By Cliff Montgomery – Jan. 12th, 2009

As the U.S. Congress works to finalize its health care reform legislation, it must be pointed out that the House and Senate bills fail to provide the comprehensive care needed to keep down current spiraling costs.

This can only be achieved through a strong public option–a tactic used by every other wealthy industrialized nation to control prices and to make health care a right for all, not just a privilege for a few.

And it works. The United States is the only wealthy country that does not insure all of its citizens through a government-run health care system. And on Jan. 7th, the American Spark showed that the average U.S. citizen spends more than double what an ordinary citizen of most other rich nations has to pay for basic health care needs.

So what are the most basic flaws in the legislation now being considered?

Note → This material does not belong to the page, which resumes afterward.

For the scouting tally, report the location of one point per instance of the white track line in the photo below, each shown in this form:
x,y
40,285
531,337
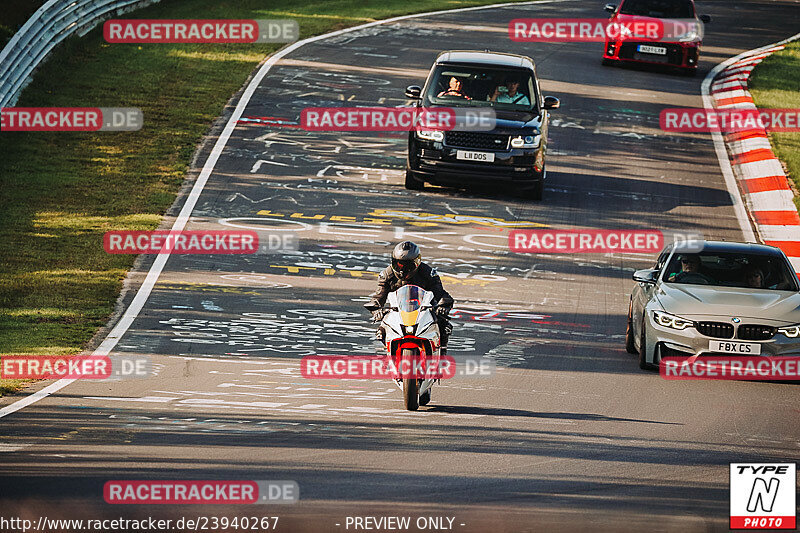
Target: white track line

At this point both the House and Senate bills are pretty bad – but the Senate bill is worse. The House legislation originally had a fairly basic public option, which has been whittled down to almost nothing. The Senate bill doesn’t even possess that.

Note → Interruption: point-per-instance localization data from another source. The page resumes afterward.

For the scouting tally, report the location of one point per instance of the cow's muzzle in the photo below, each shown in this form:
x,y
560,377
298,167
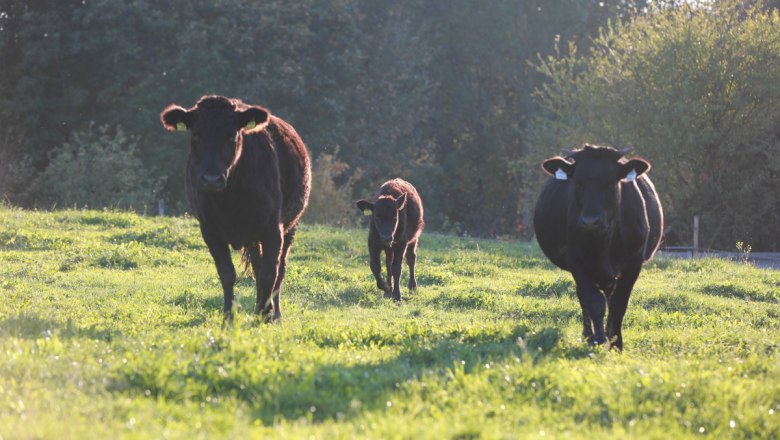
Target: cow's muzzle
x,y
592,224
386,240
212,182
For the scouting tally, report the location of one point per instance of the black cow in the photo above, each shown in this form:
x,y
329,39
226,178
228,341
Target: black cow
x,y
248,178
396,224
599,218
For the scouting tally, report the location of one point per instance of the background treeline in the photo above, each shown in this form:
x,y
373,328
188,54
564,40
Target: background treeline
x,y
461,97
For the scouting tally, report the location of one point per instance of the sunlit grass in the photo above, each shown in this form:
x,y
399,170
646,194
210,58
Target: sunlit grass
x,y
110,326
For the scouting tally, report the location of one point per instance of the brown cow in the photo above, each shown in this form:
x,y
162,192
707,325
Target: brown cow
x,y
396,224
248,178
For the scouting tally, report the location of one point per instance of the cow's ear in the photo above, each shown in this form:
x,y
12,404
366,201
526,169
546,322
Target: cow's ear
x,y
558,167
400,202
175,118
253,118
365,206
631,169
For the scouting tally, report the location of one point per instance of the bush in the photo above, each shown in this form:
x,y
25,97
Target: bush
x,y
97,168
693,89
331,196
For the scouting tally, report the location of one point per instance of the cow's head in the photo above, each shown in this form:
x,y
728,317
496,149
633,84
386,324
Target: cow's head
x,y
384,215
217,125
595,174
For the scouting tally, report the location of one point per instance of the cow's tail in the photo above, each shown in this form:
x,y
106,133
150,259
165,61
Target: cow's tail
x,y
246,261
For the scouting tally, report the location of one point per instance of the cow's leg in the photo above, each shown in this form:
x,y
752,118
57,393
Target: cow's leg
x,y
220,252
389,268
266,268
594,306
374,257
411,259
618,302
587,325
398,259
286,244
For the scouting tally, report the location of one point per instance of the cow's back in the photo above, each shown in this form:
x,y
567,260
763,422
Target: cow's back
x,y
294,170
550,216
414,208
655,216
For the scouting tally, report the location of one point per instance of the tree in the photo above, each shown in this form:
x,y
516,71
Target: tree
x,y
694,90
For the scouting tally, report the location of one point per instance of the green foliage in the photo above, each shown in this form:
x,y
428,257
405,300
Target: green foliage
x,y
436,93
331,201
96,168
110,326
692,89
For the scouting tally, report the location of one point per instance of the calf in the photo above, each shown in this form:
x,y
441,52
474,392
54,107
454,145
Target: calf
x,y
396,223
599,218
248,177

So what, in our estimation, are the single greatest problems with the legislation apparently being hammered out by Congress? It now appears that the final bill will:

#1—Not fix America’s out-of-control health care costs. In fact, health insurance will continue to be far too expensive for a fair number of lower income people.

Both bills will force virtually every American to purchase insurance. Some minor subsidies apparently will be provided. But poorer families may be forced to surrender up to 20% of their annual income–one out of every five dollars they make–to buy health insurance.

And for all that pain, the House and Senate bills still will leave millions un-insured. Only a public option would certainly insure every American, and slash prices to boot.

#2—Insurance companies almost surely will remain exempt from U.S. anti-trust laws. As current law now stands, insurance companies are exempt from laws which prevent price-gouging and business monopolies.

A new Congressional Research Service report, released in November 2009, sheds light on the role this anti-trust exemption plays in generating many of our out-of-control health care costs.

“The health insurance market has many features that can hinder markets, lead to concentrated markets, and produce inefficient outcomes,” flatly stated the Nov. 2009 report.

“The exercise of market power by firms in concentrated markets generally leads to higher prices and reduced output—high premiums and limited access to health insurance—combined with high profits” for the monopolies, declares the November report.

The House legislation would end the anti-trust exemption, while the Senate bill lets the insurance monopolies continue.

#3—Tax U.S. workers’ health coverage as a principal means of paying for the current health reform effort. The Senate plans to tax the benefits packages of hard-working Americans.

The Senate apparently believes that the wealthy should get the bailouts, but we should should get the taxes.

The initial House bill, by contrast, pays for health care reform with a basic surcharge on the wealthiest Americans. Since we bailed them out, it seems the least they can do is help everyone else for a change.

As we said above, the legislation now being hammered out will fail to provide the comprehensive health care reform needed to keep down out-of-control costs. That’s why the current beast deserves to die.